Jo Lintonbon’s Designer shopping: the development of the department store in Nineteenth Century Sheffield looks at a site which, like the steel-making works that we more immediately associate with Sheffield’s material culture, was also involved in considerable and historically significant material cultural transformations. Her detailed and insightful account of the development of the department store in Nineteenth Century Sheffield provides ample rich detail about Sheffield in that period – and not only directly on the subject of the department store itself. Her study also speaks of a wider struggle in dealing with material culture at that time: between coping, on the one hand, with what seemed to be speeding up cycles of fashion and the production of obsolescence that this also entailed, and, on the other hand, with the fixity of buildings. This is a dilemma that continues.

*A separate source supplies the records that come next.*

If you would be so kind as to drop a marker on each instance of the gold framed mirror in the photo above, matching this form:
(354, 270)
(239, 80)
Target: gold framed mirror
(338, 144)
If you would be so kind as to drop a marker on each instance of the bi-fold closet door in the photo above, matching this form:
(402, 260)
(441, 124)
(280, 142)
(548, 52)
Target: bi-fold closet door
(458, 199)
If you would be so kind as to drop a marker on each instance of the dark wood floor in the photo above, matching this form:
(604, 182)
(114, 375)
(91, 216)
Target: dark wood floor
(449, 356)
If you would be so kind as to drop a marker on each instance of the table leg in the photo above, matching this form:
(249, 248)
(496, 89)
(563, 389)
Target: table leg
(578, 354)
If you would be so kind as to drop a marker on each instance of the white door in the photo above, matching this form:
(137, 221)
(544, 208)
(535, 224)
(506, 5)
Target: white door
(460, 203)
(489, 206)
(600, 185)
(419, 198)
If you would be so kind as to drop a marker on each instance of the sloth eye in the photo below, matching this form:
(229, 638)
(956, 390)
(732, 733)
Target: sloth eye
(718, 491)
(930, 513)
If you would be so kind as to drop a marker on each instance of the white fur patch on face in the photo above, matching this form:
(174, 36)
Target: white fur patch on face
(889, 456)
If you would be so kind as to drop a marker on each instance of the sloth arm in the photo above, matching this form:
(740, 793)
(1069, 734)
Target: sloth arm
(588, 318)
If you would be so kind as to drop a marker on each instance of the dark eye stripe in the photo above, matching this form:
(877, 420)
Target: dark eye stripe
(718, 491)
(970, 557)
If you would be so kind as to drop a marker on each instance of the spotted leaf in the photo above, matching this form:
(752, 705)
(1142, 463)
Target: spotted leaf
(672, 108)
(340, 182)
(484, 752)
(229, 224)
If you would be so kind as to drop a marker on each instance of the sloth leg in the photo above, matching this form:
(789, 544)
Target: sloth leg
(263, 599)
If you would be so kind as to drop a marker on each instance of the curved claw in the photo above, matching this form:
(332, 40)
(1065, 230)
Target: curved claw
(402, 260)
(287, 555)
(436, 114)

One type of commodity available for purchase in the department stores – and indeed in specialist shops that later became department stores – was furniture. As Julie Banham shows in Materialising the domestic interior. Sheffield’s nineteenth-century furniture industry, Sheffield’s production and associated consumer boom brought about a great expansion in the need for home furnishing. Like the department store, the production and consumption of furniture in Sheffield provides a kind of material window into past lives and concerns, and also highlights the interrelationship between local and wider concerns. She shows us how some of the newly wealthy adopted fashionable styles that were current in other parts of the country. Others, however, especially those whose position was a little more economically precarious, resisted the temptations of fashion and the material obsolescence that accompanied it, and instead developed what came to be known as ‘the Sheffield code’. This entailed an emphasis on qualities such as ‘durability, practicality, propriety [and] comfort’ rather than on novelty and cosmopolitanism. This even resulted in certain styles still being produced by Sheffield furniture makers after they had ceased to be made elsewhere.

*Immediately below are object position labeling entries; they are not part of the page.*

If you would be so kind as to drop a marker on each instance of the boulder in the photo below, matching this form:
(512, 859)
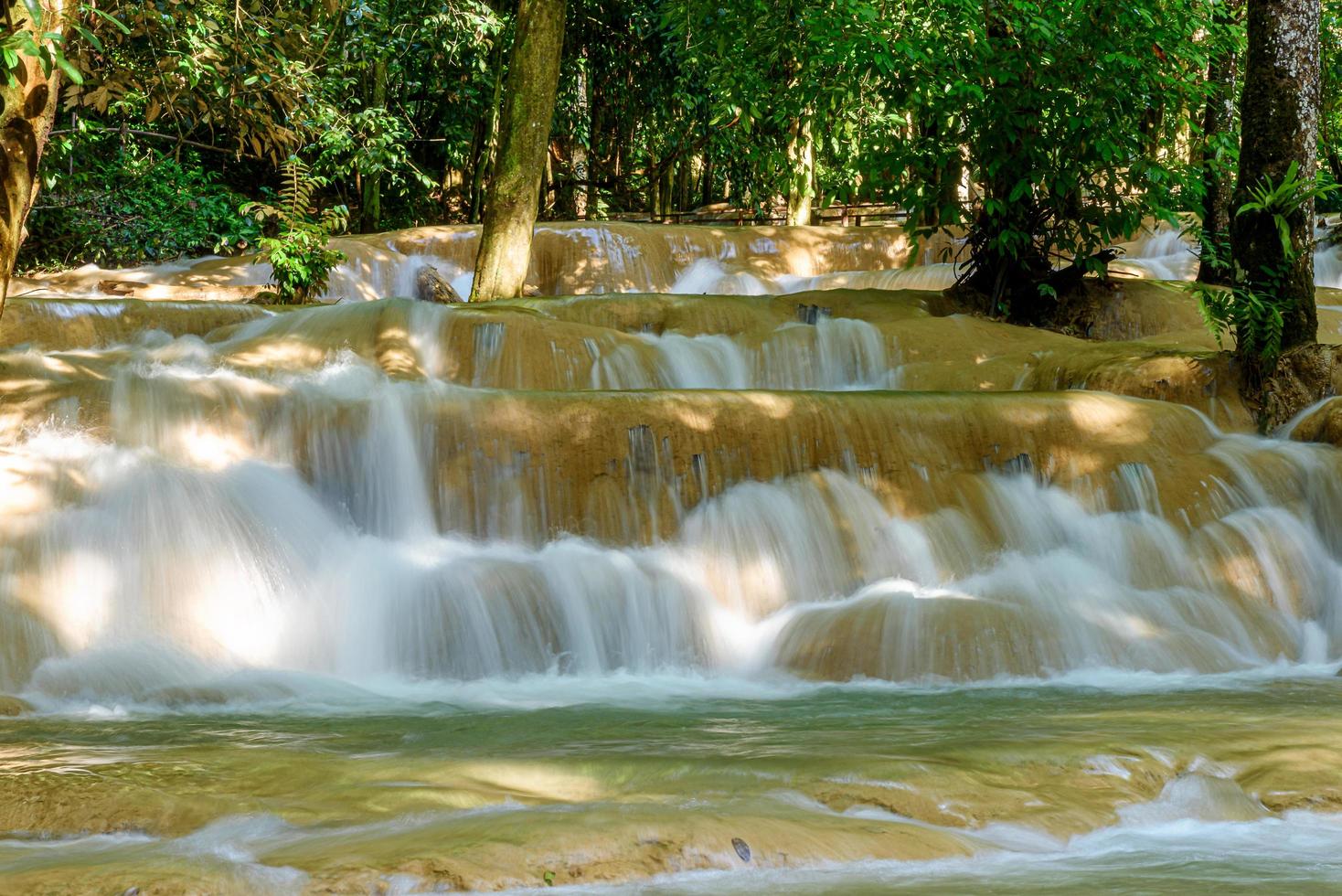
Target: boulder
(430, 286)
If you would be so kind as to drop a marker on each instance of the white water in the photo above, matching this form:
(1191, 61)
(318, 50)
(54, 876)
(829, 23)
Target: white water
(197, 550)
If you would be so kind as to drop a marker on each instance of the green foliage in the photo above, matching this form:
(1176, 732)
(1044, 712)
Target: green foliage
(297, 251)
(1248, 310)
(117, 206)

The theme of focusing on particular kinds of objects – and using these as a lens onto local and wider practices and social relations – continues , and indeed hones down further in its immediate subject scope, in A filecutter’s hammer from the Hawley Collection by Joan Unwin. Here she shows brilliantly how exploring one particular object – and, moreover, one which many might dismiss as too boringly mundane for attention – can form the focal point of a complex and nuanced history. This includes consideration of the craft and skill involved in both making and using such an object, gender relations and gendered work, local politics and radicalism, and even stories of the author’s own Sheffield forbears. Objects such as industrial tools are too often forgotten by collectors. Fortunately for Sheffield, these have been collected by Ken Hawley, though unfortunately there is no funding for the Hawley Collection, which is housed within the University, to be placed on permanent public display. Some of us included in this volume have been fortunate enough to have been shown around the Hawley Collection by Joan, and I think that all of us, even those who began with little interest in the collection itself, left utterly convinced of its value as a unique window onto some of Sheffield’s hidden lives and worlds. Joan’s article here likewise shows just what a significant contribution a permanent display of the Hawley Collection might make to telling stories of lives that were crucial to the forging of Sheffield.